Rediff Communication Limited v. Cyberbooth & Anr.
AIR 2000 Bombay 27
Plaintiff, Rediff Communication Limited was an on line media company carrying on the business of communication and providing services through the internet since 6th January 1997. On 8th February 1997, Plaintiff registered the domain name ‘REDIFF.COM’, with Network Solutions, Inc.
In March, 1999, Plaintiff learnt that the Defendants have obtained registered the domain name ‘RADIFF. COM’.
Plaintiff filed a suit for permanent injunction restraining the Defendants from using the mark/domain name ‘RADIFF’ or any other similar name as to pass off or enable others to pass off their business or goods or services as for the business or goods or services of the Plaintiff.
• Action of the Defendants in adopting and registering the word and domain name ‘RADIFF’ and establishing and broadcasting a web page on the Internet with the title ‘RADIFF ONLINE’ is clearly intended to cause members of the public to believe that the Defendants are associated with the Plaintiff and/or part of the Rediffusion group with whom the words and mark ‘REDIFF’ are exclusively associated.

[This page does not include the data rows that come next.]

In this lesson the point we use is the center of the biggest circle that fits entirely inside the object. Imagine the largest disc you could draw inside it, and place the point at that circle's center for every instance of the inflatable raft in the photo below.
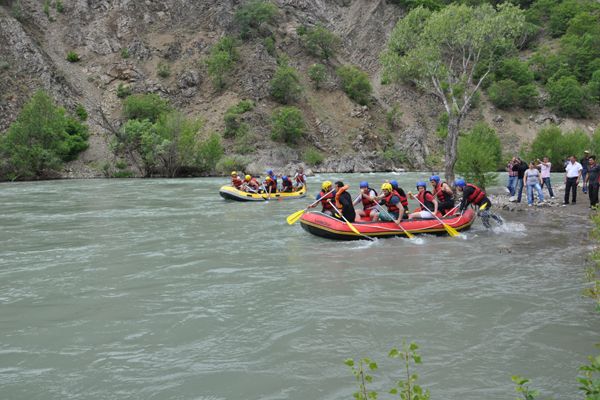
(231, 193)
(325, 226)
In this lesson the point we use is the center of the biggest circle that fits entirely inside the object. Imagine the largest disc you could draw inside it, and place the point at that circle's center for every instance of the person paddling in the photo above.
(477, 197)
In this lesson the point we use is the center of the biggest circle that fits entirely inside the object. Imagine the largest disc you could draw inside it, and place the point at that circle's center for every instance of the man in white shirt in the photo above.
(572, 177)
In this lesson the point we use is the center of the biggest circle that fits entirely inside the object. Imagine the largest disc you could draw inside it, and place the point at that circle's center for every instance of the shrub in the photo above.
(503, 94)
(355, 84)
(253, 18)
(479, 155)
(145, 106)
(287, 124)
(163, 70)
(320, 42)
(123, 91)
(567, 96)
(285, 85)
(72, 56)
(528, 96)
(317, 74)
(313, 156)
(40, 140)
(514, 69)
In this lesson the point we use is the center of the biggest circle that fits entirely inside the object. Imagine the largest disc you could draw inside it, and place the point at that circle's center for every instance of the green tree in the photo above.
(355, 84)
(285, 85)
(254, 18)
(320, 42)
(41, 139)
(479, 155)
(287, 124)
(439, 51)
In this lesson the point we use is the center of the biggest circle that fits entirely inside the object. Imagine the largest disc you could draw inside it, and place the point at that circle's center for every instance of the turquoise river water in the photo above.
(160, 289)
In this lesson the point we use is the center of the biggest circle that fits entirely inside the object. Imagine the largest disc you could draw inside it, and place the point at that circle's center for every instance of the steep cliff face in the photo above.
(35, 41)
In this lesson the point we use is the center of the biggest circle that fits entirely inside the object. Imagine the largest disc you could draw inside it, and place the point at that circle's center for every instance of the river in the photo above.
(160, 289)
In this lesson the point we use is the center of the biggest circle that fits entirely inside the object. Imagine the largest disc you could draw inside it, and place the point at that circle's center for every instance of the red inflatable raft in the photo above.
(325, 226)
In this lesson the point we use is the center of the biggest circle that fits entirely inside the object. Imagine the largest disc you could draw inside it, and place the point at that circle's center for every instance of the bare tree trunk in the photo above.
(451, 147)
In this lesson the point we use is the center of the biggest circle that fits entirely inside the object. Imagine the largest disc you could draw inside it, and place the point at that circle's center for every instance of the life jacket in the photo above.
(393, 208)
(236, 182)
(422, 197)
(338, 193)
(367, 202)
(477, 196)
(324, 197)
(440, 194)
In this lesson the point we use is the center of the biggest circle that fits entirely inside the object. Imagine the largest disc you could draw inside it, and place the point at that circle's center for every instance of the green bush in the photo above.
(285, 85)
(355, 84)
(479, 155)
(568, 97)
(145, 106)
(514, 69)
(287, 124)
(317, 74)
(254, 17)
(72, 56)
(313, 156)
(40, 140)
(320, 42)
(503, 94)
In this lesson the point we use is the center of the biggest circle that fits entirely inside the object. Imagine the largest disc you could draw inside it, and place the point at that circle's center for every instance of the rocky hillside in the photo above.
(123, 42)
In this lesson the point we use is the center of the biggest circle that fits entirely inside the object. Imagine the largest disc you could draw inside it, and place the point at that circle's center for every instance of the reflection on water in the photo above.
(161, 289)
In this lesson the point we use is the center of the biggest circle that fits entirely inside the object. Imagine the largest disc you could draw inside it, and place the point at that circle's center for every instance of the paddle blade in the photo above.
(292, 218)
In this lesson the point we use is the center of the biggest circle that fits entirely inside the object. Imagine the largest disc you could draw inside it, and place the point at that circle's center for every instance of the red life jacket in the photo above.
(367, 202)
(393, 208)
(426, 198)
(477, 196)
(440, 194)
(236, 182)
(324, 197)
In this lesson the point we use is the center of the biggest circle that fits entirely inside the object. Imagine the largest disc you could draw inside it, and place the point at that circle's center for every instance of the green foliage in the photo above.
(222, 59)
(355, 84)
(503, 94)
(40, 140)
(514, 69)
(287, 124)
(285, 85)
(523, 388)
(408, 389)
(73, 56)
(145, 106)
(313, 156)
(568, 97)
(123, 90)
(254, 17)
(320, 42)
(361, 373)
(479, 155)
(317, 73)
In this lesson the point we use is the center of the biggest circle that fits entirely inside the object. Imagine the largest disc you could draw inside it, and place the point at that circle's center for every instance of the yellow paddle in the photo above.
(348, 222)
(451, 231)
(292, 218)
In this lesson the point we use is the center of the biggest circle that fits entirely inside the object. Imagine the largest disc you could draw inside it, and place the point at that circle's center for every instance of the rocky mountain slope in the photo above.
(35, 38)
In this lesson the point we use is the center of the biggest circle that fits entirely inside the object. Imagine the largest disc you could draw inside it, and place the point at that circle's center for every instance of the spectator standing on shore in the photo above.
(520, 167)
(584, 164)
(545, 166)
(572, 177)
(512, 176)
(592, 180)
(533, 180)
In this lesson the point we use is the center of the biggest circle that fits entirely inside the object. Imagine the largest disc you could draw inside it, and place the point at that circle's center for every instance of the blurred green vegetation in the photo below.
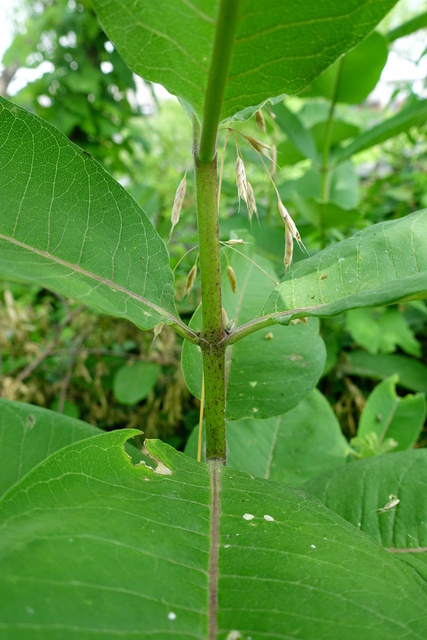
(342, 164)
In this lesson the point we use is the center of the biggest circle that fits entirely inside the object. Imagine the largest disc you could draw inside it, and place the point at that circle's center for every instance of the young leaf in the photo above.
(389, 416)
(93, 546)
(353, 86)
(67, 225)
(299, 135)
(380, 265)
(412, 116)
(178, 45)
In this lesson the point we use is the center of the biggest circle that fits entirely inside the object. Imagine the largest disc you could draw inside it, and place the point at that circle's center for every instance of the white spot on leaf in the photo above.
(162, 469)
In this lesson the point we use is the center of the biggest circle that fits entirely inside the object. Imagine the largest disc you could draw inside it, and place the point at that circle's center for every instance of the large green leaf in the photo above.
(292, 448)
(344, 82)
(29, 434)
(363, 493)
(93, 546)
(389, 416)
(270, 371)
(299, 135)
(412, 25)
(412, 373)
(382, 264)
(302, 38)
(413, 116)
(67, 225)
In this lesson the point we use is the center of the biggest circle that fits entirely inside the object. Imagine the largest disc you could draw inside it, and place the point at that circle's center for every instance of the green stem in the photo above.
(325, 185)
(217, 78)
(205, 171)
(212, 332)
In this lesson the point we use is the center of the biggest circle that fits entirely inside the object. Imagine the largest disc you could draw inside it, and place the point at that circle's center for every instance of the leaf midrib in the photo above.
(113, 286)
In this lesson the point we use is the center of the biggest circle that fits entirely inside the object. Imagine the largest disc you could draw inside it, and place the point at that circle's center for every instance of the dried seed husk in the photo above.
(235, 241)
(177, 203)
(232, 278)
(241, 179)
(190, 279)
(251, 202)
(259, 120)
(289, 223)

• ‘RADIFF’ is coined by taking the first three letters of the word ‘radical’, the first letter of the word ‘information’, the first letter of the word ‘future’ and the first letter of the word ‘free’. It is contended that there is no likelihood of deception or confusion between ‘REDIFF’ and ‘RADIFF’. There is no similarity between the two.

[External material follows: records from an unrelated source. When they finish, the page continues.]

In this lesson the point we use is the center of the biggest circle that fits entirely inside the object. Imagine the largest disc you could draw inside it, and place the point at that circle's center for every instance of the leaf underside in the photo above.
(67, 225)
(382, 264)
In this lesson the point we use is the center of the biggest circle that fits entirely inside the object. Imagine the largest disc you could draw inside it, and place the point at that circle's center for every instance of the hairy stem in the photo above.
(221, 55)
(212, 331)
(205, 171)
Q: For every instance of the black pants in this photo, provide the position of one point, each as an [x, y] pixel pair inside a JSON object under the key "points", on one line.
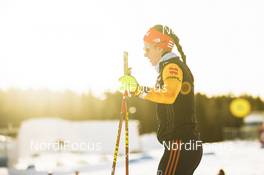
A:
{"points": [[180, 158]]}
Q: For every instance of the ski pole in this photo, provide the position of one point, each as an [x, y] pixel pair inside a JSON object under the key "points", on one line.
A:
{"points": [[125, 112]]}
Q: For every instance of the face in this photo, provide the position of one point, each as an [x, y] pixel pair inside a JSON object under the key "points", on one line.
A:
{"points": [[153, 53]]}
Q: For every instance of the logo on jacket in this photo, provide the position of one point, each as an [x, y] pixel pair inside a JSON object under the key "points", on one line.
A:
{"points": [[186, 88]]}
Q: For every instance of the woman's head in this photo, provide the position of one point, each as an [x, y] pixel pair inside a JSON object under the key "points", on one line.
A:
{"points": [[159, 40]]}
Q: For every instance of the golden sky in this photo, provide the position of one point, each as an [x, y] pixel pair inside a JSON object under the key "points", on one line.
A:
{"points": [[78, 45]]}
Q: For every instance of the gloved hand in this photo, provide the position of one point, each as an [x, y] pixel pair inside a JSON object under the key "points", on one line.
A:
{"points": [[129, 84]]}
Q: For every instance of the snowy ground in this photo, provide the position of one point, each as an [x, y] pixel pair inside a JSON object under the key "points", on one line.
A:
{"points": [[235, 157]]}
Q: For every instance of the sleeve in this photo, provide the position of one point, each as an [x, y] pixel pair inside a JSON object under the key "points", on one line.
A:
{"points": [[172, 76]]}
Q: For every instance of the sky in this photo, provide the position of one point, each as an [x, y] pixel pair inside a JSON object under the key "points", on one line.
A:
{"points": [[79, 45]]}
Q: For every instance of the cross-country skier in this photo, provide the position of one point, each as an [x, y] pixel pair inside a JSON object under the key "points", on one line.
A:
{"points": [[174, 96]]}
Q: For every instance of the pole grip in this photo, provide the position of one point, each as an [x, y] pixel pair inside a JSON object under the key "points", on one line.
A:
{"points": [[126, 71]]}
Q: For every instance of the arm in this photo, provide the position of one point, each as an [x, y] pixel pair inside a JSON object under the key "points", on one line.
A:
{"points": [[172, 76]]}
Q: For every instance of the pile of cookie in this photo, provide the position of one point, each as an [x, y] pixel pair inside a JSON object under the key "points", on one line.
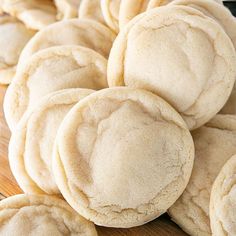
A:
{"points": [[126, 109]]}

• Plaintiff’s website is more in the nature of a ‘web newspaper’ and provides various services from news to shopping whereas the Defendant’s website mainly provides ‘hyper text links’ to its advertisers.
• The manner of watching information on the Internet is such that there is no likelihood of deception or confusion between ‘www-rediff.com’ and ‘www-radiff.com’.

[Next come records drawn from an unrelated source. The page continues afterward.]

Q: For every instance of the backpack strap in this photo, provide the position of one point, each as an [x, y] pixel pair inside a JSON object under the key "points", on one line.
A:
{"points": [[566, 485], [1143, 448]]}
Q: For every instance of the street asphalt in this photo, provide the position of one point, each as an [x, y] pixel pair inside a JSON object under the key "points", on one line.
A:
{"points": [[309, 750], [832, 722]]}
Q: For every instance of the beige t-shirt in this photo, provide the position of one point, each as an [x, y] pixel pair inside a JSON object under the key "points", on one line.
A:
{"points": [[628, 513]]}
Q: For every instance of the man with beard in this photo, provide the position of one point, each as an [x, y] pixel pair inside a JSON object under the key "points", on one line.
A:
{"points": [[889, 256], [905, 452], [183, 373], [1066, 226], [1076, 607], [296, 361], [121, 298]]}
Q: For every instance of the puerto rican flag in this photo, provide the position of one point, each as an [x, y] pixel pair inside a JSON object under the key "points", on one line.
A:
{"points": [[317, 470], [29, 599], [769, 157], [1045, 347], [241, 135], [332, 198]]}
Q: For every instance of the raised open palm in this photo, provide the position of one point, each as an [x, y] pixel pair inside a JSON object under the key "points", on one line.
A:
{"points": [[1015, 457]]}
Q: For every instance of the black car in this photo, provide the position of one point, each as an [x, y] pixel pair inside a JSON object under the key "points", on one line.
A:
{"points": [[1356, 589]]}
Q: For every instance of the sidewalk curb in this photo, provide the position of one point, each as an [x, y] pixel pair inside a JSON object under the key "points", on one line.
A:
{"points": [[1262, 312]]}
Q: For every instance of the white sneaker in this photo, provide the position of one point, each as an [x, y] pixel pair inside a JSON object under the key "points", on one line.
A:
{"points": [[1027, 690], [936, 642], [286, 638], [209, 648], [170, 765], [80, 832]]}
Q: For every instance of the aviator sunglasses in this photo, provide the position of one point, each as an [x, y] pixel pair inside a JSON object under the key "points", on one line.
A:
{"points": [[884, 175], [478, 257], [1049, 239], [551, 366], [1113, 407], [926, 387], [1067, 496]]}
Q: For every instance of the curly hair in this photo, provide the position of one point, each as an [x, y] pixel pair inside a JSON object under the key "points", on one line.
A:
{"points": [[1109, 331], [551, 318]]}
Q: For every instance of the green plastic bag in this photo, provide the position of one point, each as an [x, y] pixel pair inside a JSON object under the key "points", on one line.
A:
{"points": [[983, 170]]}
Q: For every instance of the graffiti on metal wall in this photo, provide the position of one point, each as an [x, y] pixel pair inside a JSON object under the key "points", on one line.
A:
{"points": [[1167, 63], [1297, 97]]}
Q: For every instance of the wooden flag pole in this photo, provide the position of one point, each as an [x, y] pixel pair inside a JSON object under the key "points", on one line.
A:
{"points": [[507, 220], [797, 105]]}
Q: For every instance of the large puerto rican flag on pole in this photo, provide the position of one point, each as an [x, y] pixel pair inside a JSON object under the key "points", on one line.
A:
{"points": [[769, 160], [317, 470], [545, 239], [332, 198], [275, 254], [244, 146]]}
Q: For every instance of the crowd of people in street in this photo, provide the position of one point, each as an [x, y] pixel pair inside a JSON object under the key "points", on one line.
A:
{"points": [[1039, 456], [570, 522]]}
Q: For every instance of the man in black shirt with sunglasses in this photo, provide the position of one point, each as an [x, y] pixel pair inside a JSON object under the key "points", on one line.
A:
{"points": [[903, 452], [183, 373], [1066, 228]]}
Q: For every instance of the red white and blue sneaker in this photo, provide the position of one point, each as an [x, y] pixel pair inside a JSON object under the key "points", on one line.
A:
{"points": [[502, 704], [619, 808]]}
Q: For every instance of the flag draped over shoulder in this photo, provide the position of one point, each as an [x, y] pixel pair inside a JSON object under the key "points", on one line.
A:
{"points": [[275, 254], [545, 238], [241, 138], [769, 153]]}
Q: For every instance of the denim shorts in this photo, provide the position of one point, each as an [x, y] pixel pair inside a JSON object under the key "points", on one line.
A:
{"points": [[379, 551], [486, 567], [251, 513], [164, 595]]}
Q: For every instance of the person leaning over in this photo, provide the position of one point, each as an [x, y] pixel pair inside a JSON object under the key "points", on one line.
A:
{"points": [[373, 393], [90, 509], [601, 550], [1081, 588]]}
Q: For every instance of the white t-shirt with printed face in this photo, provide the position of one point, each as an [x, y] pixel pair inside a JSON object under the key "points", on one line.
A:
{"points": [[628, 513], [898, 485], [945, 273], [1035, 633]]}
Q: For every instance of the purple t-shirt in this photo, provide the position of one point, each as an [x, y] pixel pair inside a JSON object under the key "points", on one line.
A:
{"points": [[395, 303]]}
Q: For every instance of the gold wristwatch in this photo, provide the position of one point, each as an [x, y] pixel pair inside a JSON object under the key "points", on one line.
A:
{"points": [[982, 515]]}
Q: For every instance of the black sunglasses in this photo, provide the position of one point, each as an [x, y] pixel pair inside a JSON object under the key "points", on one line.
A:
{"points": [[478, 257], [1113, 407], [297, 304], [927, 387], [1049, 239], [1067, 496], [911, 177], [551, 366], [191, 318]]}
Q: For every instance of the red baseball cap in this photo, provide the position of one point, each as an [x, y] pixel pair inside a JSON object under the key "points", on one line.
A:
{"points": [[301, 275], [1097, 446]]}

• User of the Internet can never connect to a website by mistake.
• There is no evidence about the alleged reputation in the domain name ‘REDIFF’.
The controversy in this case centered around the protection of domain name on the Internet. The issue was, whether as a result of misrepresentation, a real likelihood of confusion or deception to the public can be caused, resultantly leading to consequent damage to the Plaintiffs.
Undoubtedly the name used by the Defendant is identical to the Plaintiff’s and there is every possibility that it could create deception and confusion.
The principle underlying the action for passing off is that no one is entitled to carry on his business in such a way as to lead to the belief that he is carrying on the business of another man or to lead to believe that he is carrying on or has any connection with the business carried on by another man. Both the Plaintiff and the Defendants are operating on the website and providing information of similar nature and offer facility of sale of books, music cassettes and compact discs and flowers. Both offer a chat line and both presently offer a cricket opinion poll. There can be no doubt that the two marks/domain names. ‘REDIFF’ of the Plaintiff and ‘RADIFF’ of the Defendants are almost similar. When both domain names are considered it is clearly seen that two names being almost similar in nature there is every possibility of internet user being confused and deceived in believing that both domain names belong to one common source and connection although two belong to different persons.
The court is prima facie satisfied that the only object in adopting the domain name ‘RADIFF’ was to trade upon the reputation of the Plaintiff’s domain name.
The argument that the field of activity is different is also without any substance as the field of activity of Plaintiff and the Defendants is clearly similar and overlapping.
A domain name is more than an Internet address and is entitled to the equal protection as trade mark.